After computing gradients, you can summarize them in various plots: Histogram of \(\hat{\beta}_{p}(\mathbf{x})\), Scatterplot of \(\hat{\beta}_{p}(\mathbf{x})\) vs. \(X_{p}\), or the CI of \(\hat{\beta}_{p}(\mathbf{x})\) vs \(\hat{\beta}_{p}(\mathbf{x})\) after sorting the gradients (Chaudhuri1999?; HendersonEtAl2012?)

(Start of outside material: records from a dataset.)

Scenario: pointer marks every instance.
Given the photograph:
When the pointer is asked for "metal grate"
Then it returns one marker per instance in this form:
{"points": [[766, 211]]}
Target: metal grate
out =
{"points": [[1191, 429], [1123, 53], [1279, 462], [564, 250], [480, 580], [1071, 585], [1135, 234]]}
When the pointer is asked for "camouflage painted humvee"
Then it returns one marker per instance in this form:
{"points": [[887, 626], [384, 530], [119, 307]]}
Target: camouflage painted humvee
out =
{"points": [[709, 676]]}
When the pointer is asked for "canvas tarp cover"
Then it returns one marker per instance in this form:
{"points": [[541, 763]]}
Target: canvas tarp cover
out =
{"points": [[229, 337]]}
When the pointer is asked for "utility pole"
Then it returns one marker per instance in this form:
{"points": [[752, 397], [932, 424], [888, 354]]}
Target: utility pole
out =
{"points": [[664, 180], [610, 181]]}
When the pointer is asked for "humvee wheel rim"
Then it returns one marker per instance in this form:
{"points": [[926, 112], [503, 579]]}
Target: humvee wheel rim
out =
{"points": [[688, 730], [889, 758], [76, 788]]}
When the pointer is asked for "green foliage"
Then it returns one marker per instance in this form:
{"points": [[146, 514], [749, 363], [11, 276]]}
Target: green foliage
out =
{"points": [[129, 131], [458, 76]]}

You may also be interested in a particular gradient or a single summary statistic. For example, a bivariate regressogram can estimate the marginal effect of \(X_{1}\) at the means; \(\hat{\beta_{1}}(\bar{\mathbf{x}}=[\bar{x_{1}}, \bar{x_{2}}])\). You may also be interested in the mean of the marginal effects (sometimes said simply as “average effect”), which averages the marginal effect over all datapoints in the dataset: \(1/n \sum_{i}^{n} \hat{\beta_{1}}(\mathbf{X}_{i})\), or the median marginal effect. Such statistics are single numbers that can be presented similar to an OLS regression table where each row corresponds a variable and each cell has two elements: “mean gradient (sd gradient)”.